Andrey, you doubt it is my bike? Well it seems you are pretty immature and for me to post somebody else's bike would be pointless. I don't need to prove to you that I own it and the bike I own is not even a high end one. If I was trying to impress somebody, I would post a much more expensive bike. If anybody is a troll here it is you. I don't see how my question here was illigetimate as I am a new rider. It is too bad you have forum members like you who try to spoil it for everybody else


----------



## AndrwSwitch (May 28, 2009)

I think he's a dentist, not a troll.

Or both.


----------



## gordy748 (Feb 11, 2007)

jwk said:


> I have also seen zipp wheels with heavy miles not have any signs of dings or scratches but my SRAM S80's seem to use raw carbon that is unfinished, making it more suseptable to chips. Well I am not going to worry about it anymore and sure SRAM knows what they are doing.

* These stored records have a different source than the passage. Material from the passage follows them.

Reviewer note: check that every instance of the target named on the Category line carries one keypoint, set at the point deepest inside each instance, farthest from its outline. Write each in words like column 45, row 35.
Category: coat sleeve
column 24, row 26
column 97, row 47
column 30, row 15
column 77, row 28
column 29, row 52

Looking at your photo of your bike the wheels look like they have an alloy rim. In which case the carbon faring may not be structural, so the only damage stone chips would do is cosmetic.

With all due respect, though, I think you're being a worrywart. I'd rate the chance of you writing off your wheels t-boning a dog crossing the street as highly as failure due to a stone chip. SRAM builds pretty reasonable kit, after all.


----------